De fait, c’était notre ami le financier. Je fus stupéfait de voir le changement qui s’était opéré en lui, car sa figure, hier encore si large et si pleine, était maintenant toute défaite et toute creuse, et l’on eût dit que ses cheveux avaient encore blanchi. Il fit son entrée d’un air las et abattu, encore plus pénible à voir que son exaltation de la veille, et se laissa tomber lourdement dans un fauteuil que j’avais poussé vers lui.
– Je ne sais pas ce que j’ai pu faire pour être si cruellement éprouvé, soupira-t-il. Il y a deux jours encore, j’étais en plein bonheur et en pleine prospérité, sans aucun souci au monde. A présent, me voici, à mon âge, condamné au déshonneur et à la solitude. Tous les malheurs s’abattent sur moi en même temps. Ma nièce Mary m’a abandonné.
– Elle vous a abandonné?
– Oui. On a trouvé ce matin son lit intact, sa chambre vide et ce billet à mon nom sur la table du vestibule. Je lui avais dit hier soir, avec chagrin mais sans colère, que, si elle avait épousé mon fils, tout cela ne serait pas arrivé. J’ai peut-être eu tort de lui faire cette réflexion, car c’est à cela qu’elle fait allusion dans le billet qu’elle m’a laissé en partant:
«MON ONCLE CHÉRI,
Je me rends compte que j’ai été la cause du malheur qui vous accable et que, si j’avais agi différemment, ce malheur ne vous aurait peut-être pas été infligé. Sans cesse obsédée par cette pensée, je sens que je ne pourrai plus vivre heureuse sous votre toit, et mieux vaut que je vous quitte pour toujours. Ne vous tourmentez pas au sujet de mon avenir, il est assuré, et surtout ne me cherchez pas, car ce serait vous donner un mal inutile et ne m’aiderait en rien, au contraire. Vivante ou morte, je continuerai toujours à vous aimer tendrement.
Mary»
«Qu’a-t-elle voulu dire en m’écrivant cela, monsieur Holmes? Faut-il en conclure qu’elle songerait à se suicider?

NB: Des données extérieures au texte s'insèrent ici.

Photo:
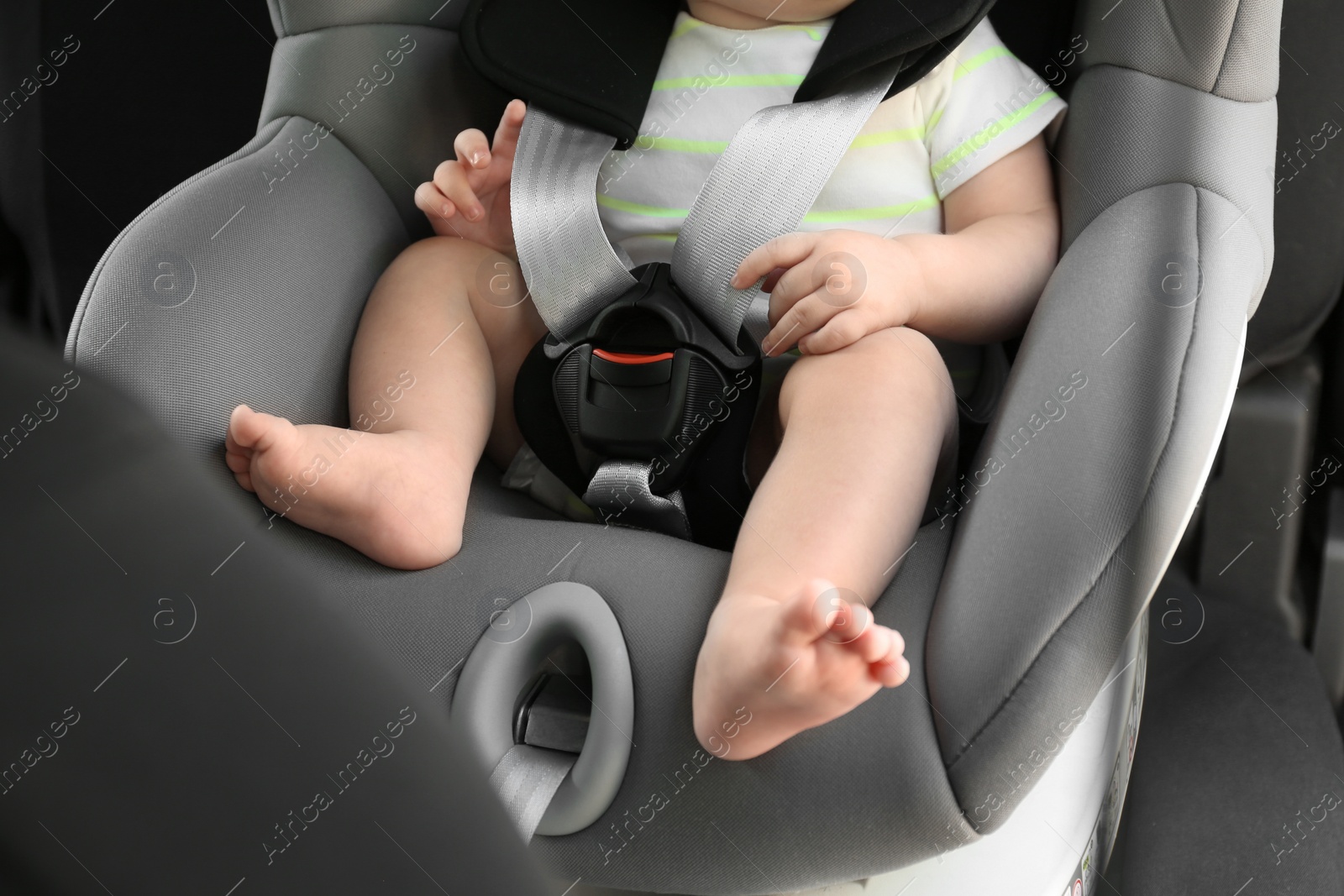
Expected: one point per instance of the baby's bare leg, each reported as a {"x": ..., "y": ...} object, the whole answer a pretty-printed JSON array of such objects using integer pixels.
[
  {"x": 430, "y": 385},
  {"x": 864, "y": 432}
]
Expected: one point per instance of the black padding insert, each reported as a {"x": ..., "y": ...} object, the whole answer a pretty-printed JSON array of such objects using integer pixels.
[
  {"x": 873, "y": 31},
  {"x": 595, "y": 60},
  {"x": 591, "y": 60}
]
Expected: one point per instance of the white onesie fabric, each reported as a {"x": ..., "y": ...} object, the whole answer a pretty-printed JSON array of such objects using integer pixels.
[{"x": 971, "y": 110}]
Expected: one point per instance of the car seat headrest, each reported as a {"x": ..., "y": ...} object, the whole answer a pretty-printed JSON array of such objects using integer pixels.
[{"x": 595, "y": 60}]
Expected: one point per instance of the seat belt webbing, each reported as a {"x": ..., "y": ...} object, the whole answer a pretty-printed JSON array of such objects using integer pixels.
[
  {"x": 526, "y": 779},
  {"x": 568, "y": 262},
  {"x": 763, "y": 186}
]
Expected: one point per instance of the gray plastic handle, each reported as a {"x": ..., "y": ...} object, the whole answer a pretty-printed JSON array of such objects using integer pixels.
[{"x": 503, "y": 663}]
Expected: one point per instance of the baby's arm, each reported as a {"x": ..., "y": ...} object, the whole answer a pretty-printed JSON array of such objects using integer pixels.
[{"x": 978, "y": 282}]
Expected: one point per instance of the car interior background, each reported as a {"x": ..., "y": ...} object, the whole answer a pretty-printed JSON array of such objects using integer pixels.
[{"x": 1240, "y": 672}]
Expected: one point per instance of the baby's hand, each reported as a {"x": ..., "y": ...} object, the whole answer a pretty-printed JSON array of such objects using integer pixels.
[
  {"x": 831, "y": 289},
  {"x": 470, "y": 195}
]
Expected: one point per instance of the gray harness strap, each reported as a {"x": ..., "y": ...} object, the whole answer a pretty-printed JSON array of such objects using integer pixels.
[
  {"x": 763, "y": 186},
  {"x": 526, "y": 779},
  {"x": 620, "y": 492},
  {"x": 569, "y": 265}
]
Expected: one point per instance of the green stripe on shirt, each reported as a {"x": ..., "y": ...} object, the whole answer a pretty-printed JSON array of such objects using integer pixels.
[
  {"x": 732, "y": 81},
  {"x": 676, "y": 144},
  {"x": 843, "y": 215},
  {"x": 640, "y": 208},
  {"x": 1003, "y": 123},
  {"x": 837, "y": 217},
  {"x": 979, "y": 60},
  {"x": 717, "y": 147}
]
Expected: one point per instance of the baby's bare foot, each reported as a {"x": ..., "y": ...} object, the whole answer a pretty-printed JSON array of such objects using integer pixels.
[
  {"x": 786, "y": 668},
  {"x": 398, "y": 497}
]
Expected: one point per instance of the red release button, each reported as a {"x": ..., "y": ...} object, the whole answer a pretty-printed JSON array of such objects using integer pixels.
[{"x": 629, "y": 358}]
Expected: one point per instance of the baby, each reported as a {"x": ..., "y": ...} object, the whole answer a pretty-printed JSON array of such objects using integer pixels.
[{"x": 945, "y": 208}]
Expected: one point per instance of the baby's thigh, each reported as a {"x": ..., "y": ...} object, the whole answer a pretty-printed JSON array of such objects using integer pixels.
[{"x": 890, "y": 387}]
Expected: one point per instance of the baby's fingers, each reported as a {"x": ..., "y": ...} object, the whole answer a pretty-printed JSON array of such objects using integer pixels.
[
  {"x": 781, "y": 251},
  {"x": 846, "y": 328},
  {"x": 450, "y": 181},
  {"x": 472, "y": 148},
  {"x": 511, "y": 125},
  {"x": 430, "y": 201}
]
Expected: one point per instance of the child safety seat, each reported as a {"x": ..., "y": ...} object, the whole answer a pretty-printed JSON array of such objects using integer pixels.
[
  {"x": 643, "y": 396},
  {"x": 566, "y": 651}
]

– Non, non, pas le moins du monde. Tout compte fait, c’est peut-être ce qui pouvait arriver de mieux. J’espère, monsieur Holder, que vous serez bientôt au bout de vos peines.
– Le ciel vous entende, monsieur Holmes! Mais, pour me dire cela, il faut que vous ayez appris quelque chose. Oui, vous avez sûrement découvert du nouveau. Où sont les pierres?
– Trouveriez-vous excessif de les payer mille livres pièce?
– J’en donnerais dix de bon cœur.
– Ce serait inutile. Trois mille livres pour les trois suffiront amplement. Mais il y a aussi une petite récompense, n’est-ce pas? Vous avez votre carnet de chèques sur vous?… Bon, voici une plume. Inscrivez quatre mille livres en bloc.
Tout ahuri, le banquier signa le chèque demandé. Holmes alla à son bureau, y prit dans un tiroir un petit morceau d’or triangulaire sur lequel étaient enchâssés trois béryls et le jeta sur la table.
Avec un cri de joie, notre client s’en saisit.
– Vous les avez! balbutia-t-il. Je suis sauvé!… Sauvé!
Il manifestait sa joie avec autant d’expansion qu’il avait manifesté auparavant sa douleur et pressait frénétiquement contre sa poitrine les pierres retrouvées.
– Mais vous avez une autre dette à acquitter, monsieur Holder, reprit d’une voix plus dure Sherlock Holmes.
– Une autre dette? répéta le banquier. Fixez votre prix; je vais vous régler cela tout de suite.
– Non, il ne s’agit pas de moi. Ce que vous devez, ce sont de très humbles excuses à votre fils, ce noble garçon, qui s’est conduit en cette pénible circonstance comme je serais fier de voir mon fils le faire si j’avais le bonheur d’en avoir un.
– Ce n’est donc pas Arthur qui avait pris les pierres?
– Je vous l’ai déjà dit et je vous le répète aujourd’hui: non, ce n’est pas lui.
– Vous en êtes sûr? Alors, courons vite le retrouver pour lui annoncer tout de suite que nous avons découvert la vérité.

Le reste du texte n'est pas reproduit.